The hospital requested that before discharge, she needed to have a pair of crutches, so we arranged a new set and brought them to her. What happened next was something we never expected – Sarah saw us from a distance entering the ward and her face lit up with a priceless smile as her eyes fell on the pair of crutches. She was so excited to receive them and quickly perched herself up in bed, took the crutches and hopped up testing them out. The same reaction was received when The RHP later obtained a wheelchair for Sarah with the assistance of The Luke Commission. The ease of her being able to move around with little assistance, made her feel happy and more independent.

One day The RHP team had an idea of doing a mini picnic as Sarah had been admitted for some weeks and one could see the toll of not being able to go home. Sarah said she wanted some takeout food so in a quiet area of the hospital out of the ward, the RHP team, Sarah and her mom had a mini picnic of fried chicken, chips and ice cream on a beautiful warm day. Sarah was discharged soon afterwards and was so happy to be back home and going for chemo sessions at an outpatient clinic.

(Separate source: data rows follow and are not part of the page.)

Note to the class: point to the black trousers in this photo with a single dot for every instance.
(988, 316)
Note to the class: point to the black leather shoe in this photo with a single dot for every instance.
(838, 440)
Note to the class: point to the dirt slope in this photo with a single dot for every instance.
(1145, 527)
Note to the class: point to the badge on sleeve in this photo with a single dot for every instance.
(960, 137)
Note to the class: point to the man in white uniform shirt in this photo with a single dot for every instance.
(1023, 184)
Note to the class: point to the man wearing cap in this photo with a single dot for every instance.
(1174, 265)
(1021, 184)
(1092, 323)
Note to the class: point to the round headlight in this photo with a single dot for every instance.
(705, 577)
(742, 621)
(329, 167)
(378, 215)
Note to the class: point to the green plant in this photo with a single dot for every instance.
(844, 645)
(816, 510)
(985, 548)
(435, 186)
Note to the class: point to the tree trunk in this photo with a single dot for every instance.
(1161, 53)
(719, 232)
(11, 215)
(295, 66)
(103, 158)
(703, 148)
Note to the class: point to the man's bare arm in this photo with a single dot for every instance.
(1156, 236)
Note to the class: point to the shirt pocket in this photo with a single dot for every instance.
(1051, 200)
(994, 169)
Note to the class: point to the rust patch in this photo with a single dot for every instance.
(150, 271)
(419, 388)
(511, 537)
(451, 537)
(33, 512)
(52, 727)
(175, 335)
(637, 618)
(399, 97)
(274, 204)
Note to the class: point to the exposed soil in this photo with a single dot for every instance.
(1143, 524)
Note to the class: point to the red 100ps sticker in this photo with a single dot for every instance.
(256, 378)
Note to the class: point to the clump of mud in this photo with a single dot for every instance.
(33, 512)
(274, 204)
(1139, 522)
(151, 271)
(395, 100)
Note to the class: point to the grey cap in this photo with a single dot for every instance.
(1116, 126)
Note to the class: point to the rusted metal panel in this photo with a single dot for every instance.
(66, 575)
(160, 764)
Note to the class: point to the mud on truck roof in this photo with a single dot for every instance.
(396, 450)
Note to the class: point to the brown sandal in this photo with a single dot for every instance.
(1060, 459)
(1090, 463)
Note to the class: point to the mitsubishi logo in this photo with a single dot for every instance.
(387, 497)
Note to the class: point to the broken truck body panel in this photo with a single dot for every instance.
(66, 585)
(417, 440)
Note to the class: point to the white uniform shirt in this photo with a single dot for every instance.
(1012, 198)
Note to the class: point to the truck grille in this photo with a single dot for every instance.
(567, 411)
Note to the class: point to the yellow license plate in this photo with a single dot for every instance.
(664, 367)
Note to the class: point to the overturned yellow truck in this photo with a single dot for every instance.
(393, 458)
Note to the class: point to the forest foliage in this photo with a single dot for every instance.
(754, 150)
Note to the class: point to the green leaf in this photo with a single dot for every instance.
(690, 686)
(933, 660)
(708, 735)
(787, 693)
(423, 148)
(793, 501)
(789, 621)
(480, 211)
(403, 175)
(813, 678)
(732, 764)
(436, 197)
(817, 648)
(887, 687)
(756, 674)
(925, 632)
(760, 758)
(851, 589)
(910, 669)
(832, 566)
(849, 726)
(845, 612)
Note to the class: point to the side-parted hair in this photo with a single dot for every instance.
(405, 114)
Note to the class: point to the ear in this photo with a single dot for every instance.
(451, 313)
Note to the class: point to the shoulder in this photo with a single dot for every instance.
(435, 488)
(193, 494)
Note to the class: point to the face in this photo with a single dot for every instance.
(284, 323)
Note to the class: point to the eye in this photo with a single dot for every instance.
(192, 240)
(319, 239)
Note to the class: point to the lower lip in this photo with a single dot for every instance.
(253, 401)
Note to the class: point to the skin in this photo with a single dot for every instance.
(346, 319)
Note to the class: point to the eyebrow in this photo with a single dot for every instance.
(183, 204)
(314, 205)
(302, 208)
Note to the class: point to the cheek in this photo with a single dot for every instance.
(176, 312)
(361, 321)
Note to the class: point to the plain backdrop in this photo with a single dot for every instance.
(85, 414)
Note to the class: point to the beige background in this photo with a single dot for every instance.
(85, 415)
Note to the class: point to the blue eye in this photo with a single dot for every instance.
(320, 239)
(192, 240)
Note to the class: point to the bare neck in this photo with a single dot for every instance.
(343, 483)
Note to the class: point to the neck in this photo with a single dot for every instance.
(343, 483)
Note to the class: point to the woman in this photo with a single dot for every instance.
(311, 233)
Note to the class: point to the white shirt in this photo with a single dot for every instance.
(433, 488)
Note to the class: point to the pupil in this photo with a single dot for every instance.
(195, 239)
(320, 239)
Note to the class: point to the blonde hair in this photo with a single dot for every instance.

Early this year after a follow-up visit to the oncologists, we were informed that the cancer had spread to her lungs and she was in need of end of life care. We were requested to especially support mom during this difficult time. This news broke our hearts as we had hoped she would recover well with the given treatment. Despite feeling so unwell and coughing, Sarah managed to break into a small smile upon seeing us. We prayed with Sarah and her mom before dropping them at the transport that would take them home, not knowing that it would be the last time we would see her beautiful smile. A few days later, the play coordinator called to ask how Sarah was doing and mom said she was feeling stronger, happier and that the coughing had subsided. Two days later, mom called the play coordinator to say Sarah had passed away. Going through so much and hardly ever complaining Sarah fought right up until the end.

Patients referred to The RHP are never just patients, but friends who are truly cared for. Sarah’s shy beautiful smile and her small giggles that matched her stature will always be missed.

In honor of Sarah and others, let’s always support and care for all the other children and their families   walking this cancer journey and let’s continually raise awareness of the early warning signs of childhood cancer to beat this disease.